Search doesn’t solve the freshness problem. A document from 18 months ago that ranks first in search results isn’t necessarily wrong. But without a signal of freshness - when it was last verified, whether it’s been superseded, who owns its accuracy - the engineer either trusts it blindly or ignores it entirely. Both outcomes are bad.
What actually works
The solution isn’t adding another tool. It’s changing how you think about knowledge architecture.
Audit your current tool overlap. Map which platforms hold which types of knowledge. You’ll likely find that 40-60% of your documentation surface is redundant - the same topics covered in different tools at different levels of accuracy and freshness. The overlap isn’t productive redundancy. It’s confusion.

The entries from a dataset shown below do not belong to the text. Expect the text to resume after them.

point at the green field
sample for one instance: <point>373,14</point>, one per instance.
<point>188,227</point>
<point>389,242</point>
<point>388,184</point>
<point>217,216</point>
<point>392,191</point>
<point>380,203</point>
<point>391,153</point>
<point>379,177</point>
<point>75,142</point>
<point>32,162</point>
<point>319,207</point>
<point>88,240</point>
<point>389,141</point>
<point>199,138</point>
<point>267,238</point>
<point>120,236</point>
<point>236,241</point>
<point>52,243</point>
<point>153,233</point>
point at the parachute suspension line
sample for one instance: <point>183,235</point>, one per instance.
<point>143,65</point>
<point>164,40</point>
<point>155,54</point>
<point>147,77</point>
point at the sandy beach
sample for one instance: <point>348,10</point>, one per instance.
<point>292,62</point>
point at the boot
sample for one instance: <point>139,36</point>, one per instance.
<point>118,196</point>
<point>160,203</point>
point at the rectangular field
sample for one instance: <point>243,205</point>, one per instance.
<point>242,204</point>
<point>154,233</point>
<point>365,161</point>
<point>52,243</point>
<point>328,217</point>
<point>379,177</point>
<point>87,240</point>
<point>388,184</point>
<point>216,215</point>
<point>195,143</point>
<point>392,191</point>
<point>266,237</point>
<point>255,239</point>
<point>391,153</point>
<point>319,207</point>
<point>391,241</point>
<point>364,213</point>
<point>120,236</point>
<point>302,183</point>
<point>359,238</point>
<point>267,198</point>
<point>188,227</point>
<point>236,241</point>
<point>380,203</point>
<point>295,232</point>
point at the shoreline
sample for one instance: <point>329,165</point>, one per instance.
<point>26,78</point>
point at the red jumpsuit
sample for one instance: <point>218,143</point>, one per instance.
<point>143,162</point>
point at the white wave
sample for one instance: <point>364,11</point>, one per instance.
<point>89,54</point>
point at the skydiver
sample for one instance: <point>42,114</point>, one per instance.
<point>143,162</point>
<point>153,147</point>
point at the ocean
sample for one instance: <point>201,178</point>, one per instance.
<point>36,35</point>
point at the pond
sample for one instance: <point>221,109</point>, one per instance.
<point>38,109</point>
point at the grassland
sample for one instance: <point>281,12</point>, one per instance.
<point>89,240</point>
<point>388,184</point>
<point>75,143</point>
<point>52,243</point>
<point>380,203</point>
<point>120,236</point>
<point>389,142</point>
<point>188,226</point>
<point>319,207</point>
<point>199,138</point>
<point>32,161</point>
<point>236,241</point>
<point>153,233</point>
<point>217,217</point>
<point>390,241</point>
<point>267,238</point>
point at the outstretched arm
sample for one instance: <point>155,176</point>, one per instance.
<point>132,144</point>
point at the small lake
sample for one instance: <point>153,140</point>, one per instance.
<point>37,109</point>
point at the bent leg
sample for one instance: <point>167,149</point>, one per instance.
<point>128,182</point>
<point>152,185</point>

Define canonical sources. For each domain of knowledge (service architecture, operational runbooks, product specs, team processes), designate one canonical location. Not one tool for everything - that ship has sailed. But one source of truth per knowledge domain, with a clear expectation that the canonical source is maintained and everything else is a reference.
Connect, don’t consolidate. Migration projects fail. They take months, create resentment, and produce a brief period of order followed by a slow return to sprawl. The better approach is an index layer that models relationships across your existing tools without requiring anyone to move their documents. The knowledge stays where it was created. But the connections between pieces - this RFC replaced that architecture doc, this runbook depends on that config, this decision was made by that team - become explicit and navigable.
Measure findability, not coverage. Most teams measure documentation health by volume: how many pages in the wiki, how many runbooks updated this quarter. The metric that matters is findability: can an engineer who doesn’t know the answer find it in under five minutes without asking a person? Run this test monthly with recent hires. Their success rate is the truest measure of whether your knowledge infrastructure works.
The real problem
Tool sprawl is a symptom. The disease is treating documentation as a writing problem instead of a retrieval problem. Every platform optimizes for the author: easy to create, easy to format, easy to share. None of them optimize for the reader who arrives six months later, doesn’t know which tool to search, and can’t tell which of three conflicting results is current.
Adding another tool to fix the problem that tools created is a loop that ends with 14 platforms and engineers still asking each other the same questions. Breaking the loop requires modeling knowledge as a connected structure - where relationships, freshness, and provenance are first-class properties, not afterthoughts.
This is the problem we built Nexalink to address. A graph based knowledge management system that spans your existing tools, models the connections between documents, decisions, and systems, and gives engineers a way to navigate knowledge without memorizing where everything lives. But regardless of tooling, the diagnostic is simple: count how many places an engineer would need to search to find the answer to a cross-cutting question. If the number is more than one, tool sprawl is already costing you more than the tools are worth.